Of course, the precise outlines of ‘a reasonable way’ are far from being neutrally drawn once and for all but are, instead, concretized after a long history of the struggle for the right to fix the criteria for the optimal channeling of social conflicts. If we hold onto the value of moderation, we run the risk of disregarding the past and present political excesses it masks. The same applies to decisions that ‘always reference the future’ (p. 52). When it comes to the process of decision making, Innerarity proposes a precarious balance between balance and imbalance, between a meticulous analysis of alternatives – ‘we must weigh the full range of options’ (p. 52) – and a qualitative break with the continuum of temporality that frees decision makers to ‘establish something genuinely new in the world’ (p. 53). Neither Kierkegaard’s leap nor Schmitt’s decisionism would do justice to this amalgam of gradualism and revolutionary change, even if the German jurist’s notion of a sovereign decision on the exception approximates the idea of transcendence within immanence, or of politics born in (and breaking through) the lacunae of law. Besides theorizing decisions as the hybrids of inferential calculation and genuine novelty, Innerarity also conceives of life in ‘every well-organized society’ in terms of a mix of radical breaks and going with the flow, ‘a give and take between innovative decisions and institutional stability’ (p. 53). This model, too, is in surprising agreement with the Schmittian articulation of order and the exceptional events that punctuate it, including the event of constituting a new political regime made possible by the exercise in sovereign decision making.

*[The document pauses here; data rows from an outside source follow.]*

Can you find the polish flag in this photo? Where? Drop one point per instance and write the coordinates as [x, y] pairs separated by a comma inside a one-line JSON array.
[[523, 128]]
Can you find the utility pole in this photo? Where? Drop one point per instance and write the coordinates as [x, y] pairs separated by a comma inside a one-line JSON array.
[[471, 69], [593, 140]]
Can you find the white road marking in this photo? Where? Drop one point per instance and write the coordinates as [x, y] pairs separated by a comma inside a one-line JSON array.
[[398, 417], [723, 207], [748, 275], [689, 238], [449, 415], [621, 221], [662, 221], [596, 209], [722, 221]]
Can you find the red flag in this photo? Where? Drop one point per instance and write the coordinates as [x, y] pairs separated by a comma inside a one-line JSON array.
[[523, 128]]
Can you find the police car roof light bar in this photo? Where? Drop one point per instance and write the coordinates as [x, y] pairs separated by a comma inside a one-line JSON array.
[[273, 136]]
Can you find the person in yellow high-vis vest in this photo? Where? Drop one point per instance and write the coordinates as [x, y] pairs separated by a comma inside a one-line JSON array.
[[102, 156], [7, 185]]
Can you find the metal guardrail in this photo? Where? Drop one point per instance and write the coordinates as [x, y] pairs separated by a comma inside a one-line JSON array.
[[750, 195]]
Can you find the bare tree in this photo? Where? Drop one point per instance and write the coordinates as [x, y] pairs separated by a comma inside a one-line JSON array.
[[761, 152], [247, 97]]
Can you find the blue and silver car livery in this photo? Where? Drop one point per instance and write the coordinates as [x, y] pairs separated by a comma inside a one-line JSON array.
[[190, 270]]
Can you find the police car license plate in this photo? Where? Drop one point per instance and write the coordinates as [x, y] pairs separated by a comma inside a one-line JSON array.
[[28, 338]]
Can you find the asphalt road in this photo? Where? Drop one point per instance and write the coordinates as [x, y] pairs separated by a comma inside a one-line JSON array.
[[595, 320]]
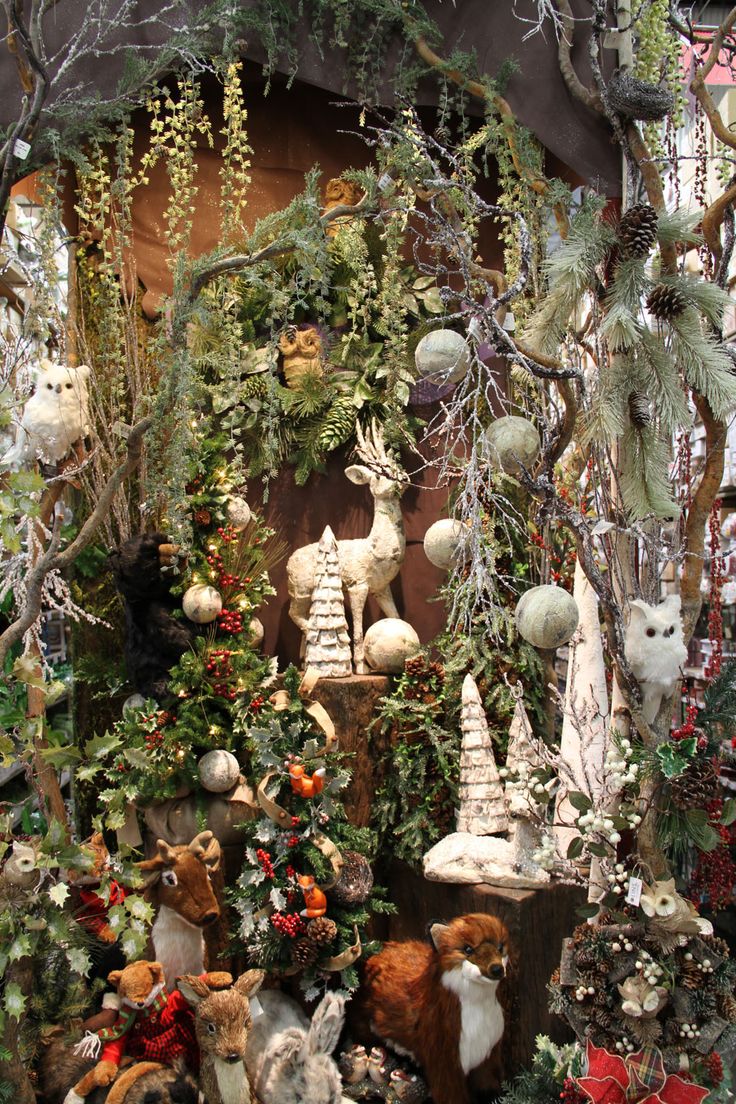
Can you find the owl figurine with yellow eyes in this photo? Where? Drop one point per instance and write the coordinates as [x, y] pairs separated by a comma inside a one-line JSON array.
[[656, 650], [55, 416]]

‘The Future Taken Seriously’ is the title of the introduction to the monograph under review, and at the same time an apt description of the text’s main task, which is discharged at once elegantly and comprehensively. Besides the theories of decision, chronopolitical rhythms and political contingency that I have touched upon here, the reader is treated to robust accounts of intergenerational justice and responsibility, modern acceleration and collective hope (to name but a few salient topics). In each instance, Innerarity pays close attention to the multiple and at times clashing temporalities of technological innovation and adherence to tradition; political populism – and our obligations to future generations; as well as to fast decision making and relatively slow knowledge acquisition. The conclusions of each chapter provide us with invaluable tools for coping with the complexity of our world without either simplifying or getting lost in it. At its best, The Future and Its Enemies maintains alive the very future of political philosophy.